During my PhD, we built an annotated corpus of jazz chord sequences. Each chord sequence is annotated with a full harmonic analysis in the form of lexical gramatical categories for each chord and some additional structural information required to determine a unique parse.

The purpose of the corpus is to train statistical models for use in parsing. Without any statistical component, the grammar is highly ambiguous and produces a huge number of parses very slowly for any chord sequence.

Data Formats

The Jazz Parser reads data from an internal format that is not easily readable (or editable) with using the parser's codebase. The dataset is also available in a simple CSV-based format more suitable for use in other systems. The parser's codebase includes scripts to read and write this format. Finally, the data is available in a (relatively) human readable text format.

The data in the internal format is downloaded with the parser's codebase. You can download the data separately in the CSV format from here (see above). The format is described in detail below.

CSV Format

A corpus consists of three files: one containing metadata, another data about songs and the third all the chords in the corpus. The files are called metadata, songs.csv and chords.csv respectively and are bundled in a tarball (gzipped tar archive).

If you're reading these into Python, you can use the utilities in jazzparser.data.db_mirrors.csv to read them into an internal data structure.


The metadata file contains several fields with information about the corpus. Each is on a line of its own, beginning with the field name, separated from the value by a :.

The following fields are included: Name, Version, Chords file, and Songs file.

Songs CSV

Each song occupies one line of the CSV. For each song, the following fields are represented by the columns: id (internal identifier of song), key (e.g. C major), bar length (integer number of beats), first chord (line number from chord.csv). The line numbers are given as 0-indexed lines after the first line, which is the header, so that the first chord in the file is 0. The songs are stored here in the order in which they appear in chords.csv, so that the chords of a song are found by taking lines from the first chord line up to the first chord line of the next song.

Chords CSV

The chords of the corpus are all stored in one big CSV, one chord per line. Each chord has the following fields as its columns: root (integer pitch class, relative to the piece's main key), type, additions, bass (integer pitch class, relative to main key), duration (integer number of beats), lexical schema (name of lexical schema for this chord's annotated category, see my thesis), coord middle (bool, whether this chord is left not immediately resolved due to coordination) and coord end (bool, whether this is the end of a non-initial coordination constituent).


Annotator I have written an annotation tool for inputting the chords with their grammatical categories. It is a database application with a web interface, written in Python using Django.

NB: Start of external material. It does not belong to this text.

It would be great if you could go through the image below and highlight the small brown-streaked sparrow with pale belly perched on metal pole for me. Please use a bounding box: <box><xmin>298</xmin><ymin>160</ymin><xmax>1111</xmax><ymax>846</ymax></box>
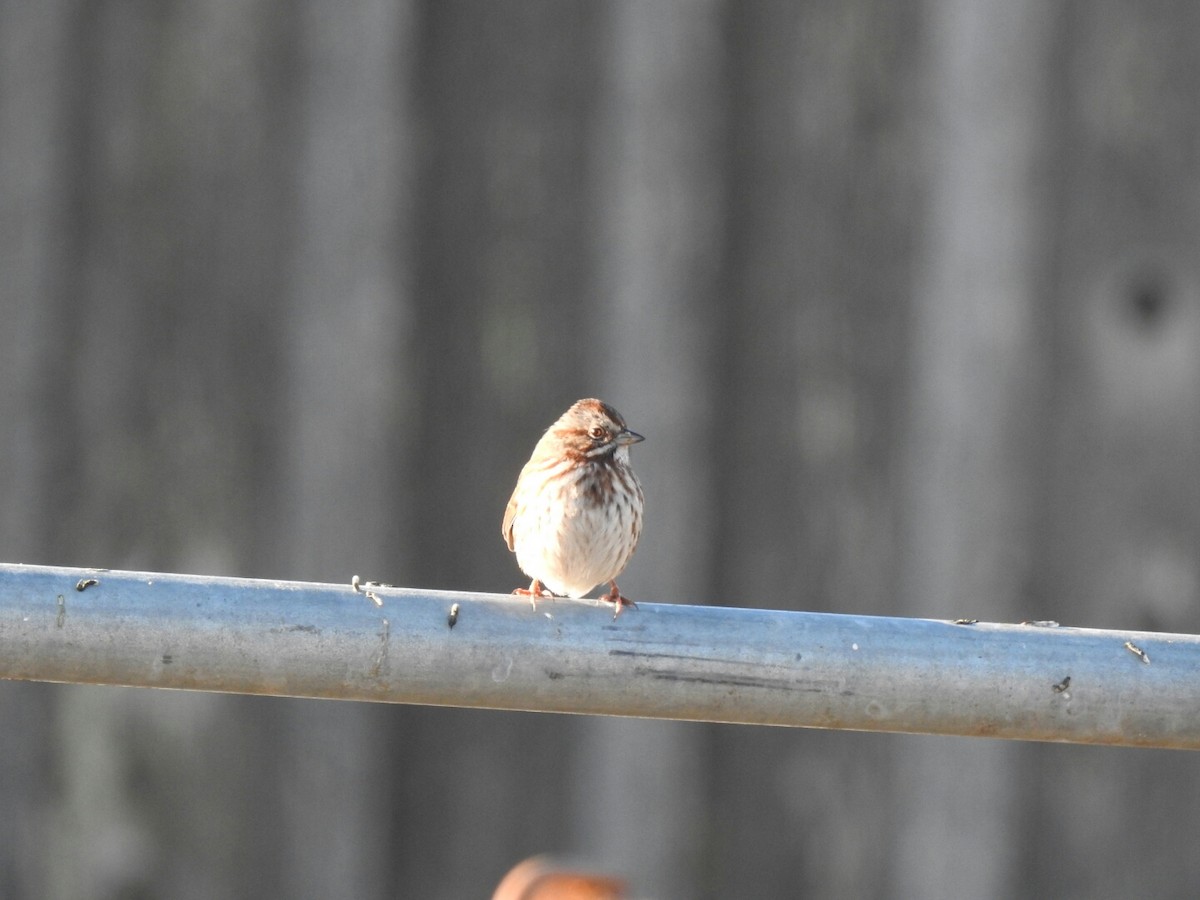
<box><xmin>500</xmin><ymin>400</ymin><xmax>644</xmax><ymax>618</ymax></box>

The annotator's code is available in the parser's source. It uses a SQLite database, which is contained within the codebase. The annotator is dependent on the parser's code, but not the other way round.

The annotator itself has certain dependencies, but these don't apply to the parser, since it's not dependent on the annotator. To get the annotator running, you'll need everything a basic Django local instance depends on and SQLite installed, with its Python bindings.